Da análise que fez, a IGAS conclui que no CHO trabalham 10 médicos com a especialidade de ginecologia/obstetrícia. Destes, apenas oito têm uma parte do seu tempo de trabalho afeta ao serviço de urgência e, destes oito, apenas um deles realiza trabalho de urgência diurno e outro apenas o efetua com uma periodicidade quinzenal.

Para assegurar a escala do Serviço de Urgência de Ginecologia/Obstetrícia na unidade hospitalar das Caldas da Rainha, o CHO recorre à contratação de trabalho médico em regime de prestação de serviços, explica.

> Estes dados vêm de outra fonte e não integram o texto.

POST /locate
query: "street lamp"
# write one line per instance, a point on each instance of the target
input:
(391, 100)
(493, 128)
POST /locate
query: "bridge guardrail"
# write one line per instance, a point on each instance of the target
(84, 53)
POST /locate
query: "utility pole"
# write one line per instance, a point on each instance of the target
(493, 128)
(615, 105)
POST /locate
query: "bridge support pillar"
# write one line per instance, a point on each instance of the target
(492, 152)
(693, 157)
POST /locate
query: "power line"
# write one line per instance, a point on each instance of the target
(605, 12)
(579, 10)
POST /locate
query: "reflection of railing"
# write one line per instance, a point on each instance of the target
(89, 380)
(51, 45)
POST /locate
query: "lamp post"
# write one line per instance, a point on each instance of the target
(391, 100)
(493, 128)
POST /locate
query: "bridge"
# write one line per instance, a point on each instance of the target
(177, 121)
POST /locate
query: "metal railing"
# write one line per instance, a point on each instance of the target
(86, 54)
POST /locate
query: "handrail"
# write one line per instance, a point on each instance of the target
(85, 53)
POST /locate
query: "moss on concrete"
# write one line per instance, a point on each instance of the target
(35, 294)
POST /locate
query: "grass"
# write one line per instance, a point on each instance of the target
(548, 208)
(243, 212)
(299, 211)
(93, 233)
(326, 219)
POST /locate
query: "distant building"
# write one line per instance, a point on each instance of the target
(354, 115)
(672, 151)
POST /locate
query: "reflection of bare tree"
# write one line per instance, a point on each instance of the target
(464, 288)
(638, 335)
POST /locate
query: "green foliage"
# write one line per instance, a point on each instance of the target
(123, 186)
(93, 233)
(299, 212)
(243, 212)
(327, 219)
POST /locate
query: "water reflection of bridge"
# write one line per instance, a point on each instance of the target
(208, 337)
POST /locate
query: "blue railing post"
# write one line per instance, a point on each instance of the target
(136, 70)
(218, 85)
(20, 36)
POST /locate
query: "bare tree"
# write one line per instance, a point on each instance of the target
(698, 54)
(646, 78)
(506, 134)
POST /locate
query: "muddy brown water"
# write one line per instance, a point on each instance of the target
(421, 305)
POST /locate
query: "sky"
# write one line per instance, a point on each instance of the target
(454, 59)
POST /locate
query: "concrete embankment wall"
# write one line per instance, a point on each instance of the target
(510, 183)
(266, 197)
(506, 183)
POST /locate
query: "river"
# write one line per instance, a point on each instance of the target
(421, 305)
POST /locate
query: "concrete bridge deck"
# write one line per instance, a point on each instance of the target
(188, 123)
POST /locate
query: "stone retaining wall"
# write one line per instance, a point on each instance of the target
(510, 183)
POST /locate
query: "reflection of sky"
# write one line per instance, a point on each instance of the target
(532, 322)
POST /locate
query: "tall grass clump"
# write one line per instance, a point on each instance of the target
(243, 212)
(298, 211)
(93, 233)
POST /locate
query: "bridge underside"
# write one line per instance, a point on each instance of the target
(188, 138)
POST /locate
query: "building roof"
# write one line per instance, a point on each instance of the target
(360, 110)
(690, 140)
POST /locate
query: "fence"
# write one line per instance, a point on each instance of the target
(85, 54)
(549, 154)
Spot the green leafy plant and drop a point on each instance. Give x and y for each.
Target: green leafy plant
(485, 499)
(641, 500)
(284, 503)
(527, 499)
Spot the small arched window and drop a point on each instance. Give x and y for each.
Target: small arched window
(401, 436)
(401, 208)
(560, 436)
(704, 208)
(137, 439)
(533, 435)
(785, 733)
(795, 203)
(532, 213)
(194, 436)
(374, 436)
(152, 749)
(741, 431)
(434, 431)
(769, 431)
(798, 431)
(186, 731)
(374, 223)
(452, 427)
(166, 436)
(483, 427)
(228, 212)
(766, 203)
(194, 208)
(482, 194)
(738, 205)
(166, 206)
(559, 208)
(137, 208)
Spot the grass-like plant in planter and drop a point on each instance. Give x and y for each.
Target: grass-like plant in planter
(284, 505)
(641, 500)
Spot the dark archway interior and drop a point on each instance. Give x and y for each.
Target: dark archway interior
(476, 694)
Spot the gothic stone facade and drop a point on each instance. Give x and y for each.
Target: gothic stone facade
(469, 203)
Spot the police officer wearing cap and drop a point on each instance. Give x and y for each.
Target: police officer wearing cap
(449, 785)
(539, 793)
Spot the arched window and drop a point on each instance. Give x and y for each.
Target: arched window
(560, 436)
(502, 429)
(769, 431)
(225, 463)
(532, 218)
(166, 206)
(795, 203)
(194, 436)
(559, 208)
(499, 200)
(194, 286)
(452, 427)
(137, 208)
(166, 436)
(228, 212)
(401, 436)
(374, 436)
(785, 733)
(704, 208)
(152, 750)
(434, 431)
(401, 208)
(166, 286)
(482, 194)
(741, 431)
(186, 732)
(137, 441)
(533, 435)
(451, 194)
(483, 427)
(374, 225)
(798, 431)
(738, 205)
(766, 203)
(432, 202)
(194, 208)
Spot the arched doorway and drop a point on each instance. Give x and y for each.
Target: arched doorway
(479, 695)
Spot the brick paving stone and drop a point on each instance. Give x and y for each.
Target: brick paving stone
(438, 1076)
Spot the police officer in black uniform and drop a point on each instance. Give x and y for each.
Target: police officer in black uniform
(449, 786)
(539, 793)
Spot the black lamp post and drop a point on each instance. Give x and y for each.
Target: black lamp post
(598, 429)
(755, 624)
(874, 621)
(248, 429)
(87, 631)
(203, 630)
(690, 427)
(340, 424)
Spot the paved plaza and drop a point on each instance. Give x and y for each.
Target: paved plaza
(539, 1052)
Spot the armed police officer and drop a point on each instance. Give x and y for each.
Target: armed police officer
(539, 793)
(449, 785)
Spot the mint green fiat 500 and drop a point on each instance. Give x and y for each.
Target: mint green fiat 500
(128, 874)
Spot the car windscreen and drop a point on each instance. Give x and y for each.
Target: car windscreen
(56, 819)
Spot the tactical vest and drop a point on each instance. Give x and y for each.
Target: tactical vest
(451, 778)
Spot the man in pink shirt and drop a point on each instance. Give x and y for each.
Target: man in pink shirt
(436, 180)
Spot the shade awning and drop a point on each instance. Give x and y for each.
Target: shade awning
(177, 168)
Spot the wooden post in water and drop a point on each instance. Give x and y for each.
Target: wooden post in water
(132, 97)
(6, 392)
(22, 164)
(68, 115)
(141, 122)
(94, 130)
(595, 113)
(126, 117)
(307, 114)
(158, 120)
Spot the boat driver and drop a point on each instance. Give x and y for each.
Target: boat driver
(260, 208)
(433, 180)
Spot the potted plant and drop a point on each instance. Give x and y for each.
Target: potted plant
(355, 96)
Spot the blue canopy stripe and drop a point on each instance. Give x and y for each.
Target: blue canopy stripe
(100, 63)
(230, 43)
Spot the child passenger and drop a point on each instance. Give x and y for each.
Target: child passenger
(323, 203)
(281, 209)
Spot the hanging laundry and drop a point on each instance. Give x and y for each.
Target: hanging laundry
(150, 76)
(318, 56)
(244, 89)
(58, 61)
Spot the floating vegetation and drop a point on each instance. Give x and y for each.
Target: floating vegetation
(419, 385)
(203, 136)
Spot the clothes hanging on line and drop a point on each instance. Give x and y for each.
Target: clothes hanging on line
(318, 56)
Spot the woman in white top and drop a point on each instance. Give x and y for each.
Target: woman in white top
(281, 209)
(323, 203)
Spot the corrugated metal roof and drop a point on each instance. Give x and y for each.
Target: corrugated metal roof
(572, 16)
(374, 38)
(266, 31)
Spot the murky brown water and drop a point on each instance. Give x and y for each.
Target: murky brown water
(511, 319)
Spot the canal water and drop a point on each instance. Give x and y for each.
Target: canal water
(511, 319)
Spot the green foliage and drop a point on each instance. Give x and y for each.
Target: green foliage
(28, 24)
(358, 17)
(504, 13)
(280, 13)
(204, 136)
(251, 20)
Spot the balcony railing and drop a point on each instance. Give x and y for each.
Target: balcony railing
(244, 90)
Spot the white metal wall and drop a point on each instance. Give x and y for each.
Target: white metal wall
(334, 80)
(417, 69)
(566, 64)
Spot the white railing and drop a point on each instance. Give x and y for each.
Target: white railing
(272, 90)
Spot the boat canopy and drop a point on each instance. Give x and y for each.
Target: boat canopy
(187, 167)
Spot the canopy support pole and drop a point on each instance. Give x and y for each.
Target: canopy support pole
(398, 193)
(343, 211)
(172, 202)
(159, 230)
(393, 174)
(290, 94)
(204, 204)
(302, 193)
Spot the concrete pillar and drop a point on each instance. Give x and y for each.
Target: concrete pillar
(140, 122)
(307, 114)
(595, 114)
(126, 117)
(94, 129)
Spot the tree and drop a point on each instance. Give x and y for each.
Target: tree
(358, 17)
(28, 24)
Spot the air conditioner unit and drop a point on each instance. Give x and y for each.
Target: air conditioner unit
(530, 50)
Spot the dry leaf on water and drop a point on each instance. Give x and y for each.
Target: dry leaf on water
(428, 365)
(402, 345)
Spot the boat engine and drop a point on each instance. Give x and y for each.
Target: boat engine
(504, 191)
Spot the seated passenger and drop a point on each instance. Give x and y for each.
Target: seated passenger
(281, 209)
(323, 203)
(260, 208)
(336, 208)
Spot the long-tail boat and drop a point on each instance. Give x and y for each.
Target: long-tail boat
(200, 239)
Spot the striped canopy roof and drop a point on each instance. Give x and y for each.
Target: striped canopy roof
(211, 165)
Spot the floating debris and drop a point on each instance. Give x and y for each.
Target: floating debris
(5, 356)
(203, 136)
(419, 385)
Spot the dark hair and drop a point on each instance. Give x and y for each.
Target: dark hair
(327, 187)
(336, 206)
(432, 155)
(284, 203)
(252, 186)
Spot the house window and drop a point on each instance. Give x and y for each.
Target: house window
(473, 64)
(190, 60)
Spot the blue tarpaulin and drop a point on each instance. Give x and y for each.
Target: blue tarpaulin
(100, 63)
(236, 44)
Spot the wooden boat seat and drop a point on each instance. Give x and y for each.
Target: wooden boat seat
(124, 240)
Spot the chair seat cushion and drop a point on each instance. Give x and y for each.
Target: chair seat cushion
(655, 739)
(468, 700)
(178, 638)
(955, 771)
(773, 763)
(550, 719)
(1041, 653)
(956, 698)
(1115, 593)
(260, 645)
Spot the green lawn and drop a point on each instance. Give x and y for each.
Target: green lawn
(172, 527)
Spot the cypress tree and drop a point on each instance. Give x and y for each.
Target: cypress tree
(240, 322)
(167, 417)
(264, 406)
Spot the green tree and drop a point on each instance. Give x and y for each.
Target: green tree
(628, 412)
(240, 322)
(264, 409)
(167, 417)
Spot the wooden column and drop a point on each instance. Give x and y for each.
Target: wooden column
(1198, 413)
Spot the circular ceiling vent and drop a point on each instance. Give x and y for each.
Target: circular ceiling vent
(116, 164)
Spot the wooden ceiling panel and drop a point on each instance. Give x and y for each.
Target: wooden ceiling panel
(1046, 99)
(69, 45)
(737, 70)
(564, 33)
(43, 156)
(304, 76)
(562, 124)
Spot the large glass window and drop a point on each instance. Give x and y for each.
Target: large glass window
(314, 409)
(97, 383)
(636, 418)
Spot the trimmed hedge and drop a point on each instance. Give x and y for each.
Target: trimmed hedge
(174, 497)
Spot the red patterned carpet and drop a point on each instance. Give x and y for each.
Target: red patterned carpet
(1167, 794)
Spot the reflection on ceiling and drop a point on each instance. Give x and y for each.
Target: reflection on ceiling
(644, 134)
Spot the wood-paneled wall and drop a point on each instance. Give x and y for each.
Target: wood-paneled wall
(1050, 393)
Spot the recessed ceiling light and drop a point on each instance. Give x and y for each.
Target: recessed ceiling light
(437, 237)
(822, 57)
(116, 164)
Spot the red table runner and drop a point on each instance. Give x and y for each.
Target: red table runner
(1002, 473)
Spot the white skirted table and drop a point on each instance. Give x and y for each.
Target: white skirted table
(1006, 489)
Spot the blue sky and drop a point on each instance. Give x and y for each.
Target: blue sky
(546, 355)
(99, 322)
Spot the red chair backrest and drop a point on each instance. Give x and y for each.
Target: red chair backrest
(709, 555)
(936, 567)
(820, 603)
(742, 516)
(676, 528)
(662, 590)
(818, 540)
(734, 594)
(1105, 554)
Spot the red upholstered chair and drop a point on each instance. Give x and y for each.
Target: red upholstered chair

A IGAS acrescenta que no dia 9 de junho, tal como no dia anterior, o CHO não conseguiu completar a escala de Ginecologia/Obstetrícia, que tal era do conhecimento do conselho de administração, mas este órgão “não procedeu à elaboração de um plano de contingência para assegurar a continuidade deste serviço, não definiu uma estratégia de comunicação interna, nem comunicou à população a existência de restrições”.

Adianta que a presidente do Conselho de Administração comunicou, em 3 de junho de 2022, à Administração Regional de Saúde de Lisboa e Vale do Tejo (ARSLVT) que havia insuficiência de médicos para assegurar o funcionamento do Serviço de Urgência de Ginecologia/Obstetrícia.

Perante isto, continua, “a ARSLVT, I.P. fez diligências para garantir que as utentes que se dirigissem a esse serviço fossem transferidas para os hospitais de referência da rede materno-infantil, no entanto, "não procedeu à análise dos planos de contingência para garantir que os mesmos estavam elaborados de acordo com o previsto para as redes de referenciação”.

Neste sentido, a IGAS recomenda à ARSLVT a avaliação dos planos de contingência das entidades hospitalares, para verificar se estes identificam os riscos potenciais e se as medidas previstas “respeitam o definido nas redes de referenciação, os normativos legais e a política de saúde, asseguram a articulação entre entidades e promovem o acesso e a equidade dos cuidados de saúde”.